TIFF: Robert Redford had to convince Julie Christie to be in 'The Company You Keep'
Robert Redford arrives at 'The Company You Keep' premiere during the Toronto International Film Festival on Sunday Sept. 9, 2012 in Toronto. (Evan Agostini / Invision)
Published Monday, September 10, 2012 7:07AM EDT
Screen legend Robert Redford says it took some serious convincing to get Julie Christie to sign on to his new film "The Company You Keep."
In an interview Sunday at the Toronto International Film Festival, Redford said he was captivated by Christie's performance in Sarah Polley's 2006 movie "Away from Her" and wanted her for his new movie.
Even though he didn't know the "Dr. Zhivago" star personally, Redford says he felt a bond with Christie because they broke out at the same time.
"She and I had similar attention as actors in the early '70s ... I felt this kind of kinship, not knowing her," said the 76-year-old.
"And I then thought I she was retired and I saw ('Away from Her') and I was very taken with that and then I just had her in mind."
Having Christie in mind was one thing. Persuading her was another matter entirely.
"She did everything she could to prevent me casting her," said Redford.
"I called Sarah and I said geez am I just going uphill? Am I Sisyphus on this thing? What's going to happen?"
Polley reassured him that that was just the way Christie worked.
Redford said he understood such reluctance, noting he turned down "The Way We Were" three times because he didn't want to be "a Ken doll to Barbra Streisand."
"That resistance, dragging you into something you know you want to do and have to do but you fight it is kind of a weird thing that I understand, so there for I endured (her resistance).
"But she made it really rough."
"The Company You Keep" stars Redford as Jim Grant, a small-town lawyer and single father whose world is upended when a young journalist (Shia LaBeouf) uncovers his past as a 1970s anti-war protester who is wanted by the law. Christie plays Grant's ex-lover, who still holds fast to her radical convictions of the past.

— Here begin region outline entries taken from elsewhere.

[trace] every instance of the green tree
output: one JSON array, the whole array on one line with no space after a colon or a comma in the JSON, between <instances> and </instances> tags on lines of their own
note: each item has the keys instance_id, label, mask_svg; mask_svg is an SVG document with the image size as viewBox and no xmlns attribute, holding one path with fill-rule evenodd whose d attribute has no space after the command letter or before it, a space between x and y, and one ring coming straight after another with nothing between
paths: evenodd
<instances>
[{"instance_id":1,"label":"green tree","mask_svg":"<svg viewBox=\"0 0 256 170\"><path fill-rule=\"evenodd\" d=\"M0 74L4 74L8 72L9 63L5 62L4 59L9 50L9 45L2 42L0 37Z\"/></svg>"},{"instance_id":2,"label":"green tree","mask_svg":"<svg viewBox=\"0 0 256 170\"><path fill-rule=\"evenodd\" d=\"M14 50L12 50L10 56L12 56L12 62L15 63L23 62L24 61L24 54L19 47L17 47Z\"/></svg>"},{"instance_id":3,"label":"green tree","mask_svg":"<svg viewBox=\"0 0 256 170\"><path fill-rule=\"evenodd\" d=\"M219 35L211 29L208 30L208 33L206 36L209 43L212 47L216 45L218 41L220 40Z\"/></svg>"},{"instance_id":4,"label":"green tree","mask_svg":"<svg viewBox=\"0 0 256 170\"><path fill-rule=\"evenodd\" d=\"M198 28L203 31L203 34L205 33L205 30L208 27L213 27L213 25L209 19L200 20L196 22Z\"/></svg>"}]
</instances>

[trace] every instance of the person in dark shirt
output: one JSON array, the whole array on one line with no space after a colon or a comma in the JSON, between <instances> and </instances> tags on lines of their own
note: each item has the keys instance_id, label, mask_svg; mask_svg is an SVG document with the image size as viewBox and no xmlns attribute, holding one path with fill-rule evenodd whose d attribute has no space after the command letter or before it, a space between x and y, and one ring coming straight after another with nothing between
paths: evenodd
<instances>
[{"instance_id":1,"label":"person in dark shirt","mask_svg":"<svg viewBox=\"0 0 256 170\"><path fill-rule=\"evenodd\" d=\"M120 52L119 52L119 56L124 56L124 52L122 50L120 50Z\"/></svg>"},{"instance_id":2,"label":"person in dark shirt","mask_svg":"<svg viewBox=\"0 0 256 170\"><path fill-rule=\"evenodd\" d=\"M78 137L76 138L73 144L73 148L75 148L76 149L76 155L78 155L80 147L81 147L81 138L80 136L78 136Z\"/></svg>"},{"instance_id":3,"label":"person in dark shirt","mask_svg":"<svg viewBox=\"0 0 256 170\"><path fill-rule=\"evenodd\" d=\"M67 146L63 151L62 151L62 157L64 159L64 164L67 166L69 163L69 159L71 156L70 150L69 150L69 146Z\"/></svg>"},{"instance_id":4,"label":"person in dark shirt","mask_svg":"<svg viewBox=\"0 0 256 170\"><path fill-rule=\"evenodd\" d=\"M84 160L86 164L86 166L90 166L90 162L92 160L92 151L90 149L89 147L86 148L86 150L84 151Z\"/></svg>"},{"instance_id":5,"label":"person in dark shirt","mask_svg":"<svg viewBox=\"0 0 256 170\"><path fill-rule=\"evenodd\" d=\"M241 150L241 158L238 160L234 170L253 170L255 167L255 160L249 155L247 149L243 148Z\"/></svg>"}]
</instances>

The rest of the star-studded cast includes Richard Jenkins, Anna Kendrick, Susan Sarandon, Chris Cooper and Nick Nolte.
Redford calls the thriller "classical storytelling."
"That was a choice. Because I think that, for me, the essential word if I'm going to be doing something is story, always has been. What's the story? Where's the story? What is it?" said the filmmaker, who won an Oscar for his directorial debut, 1980's "Ordinary People."
"And although I have a lot of admiration for all kinds of new techniques ... for me, I like the idea of bringing the audience and having the audience hopefully play more of a role so that when the film's over they're left with something to think about."
The Toronto International Film Festival runs until Sept. 16.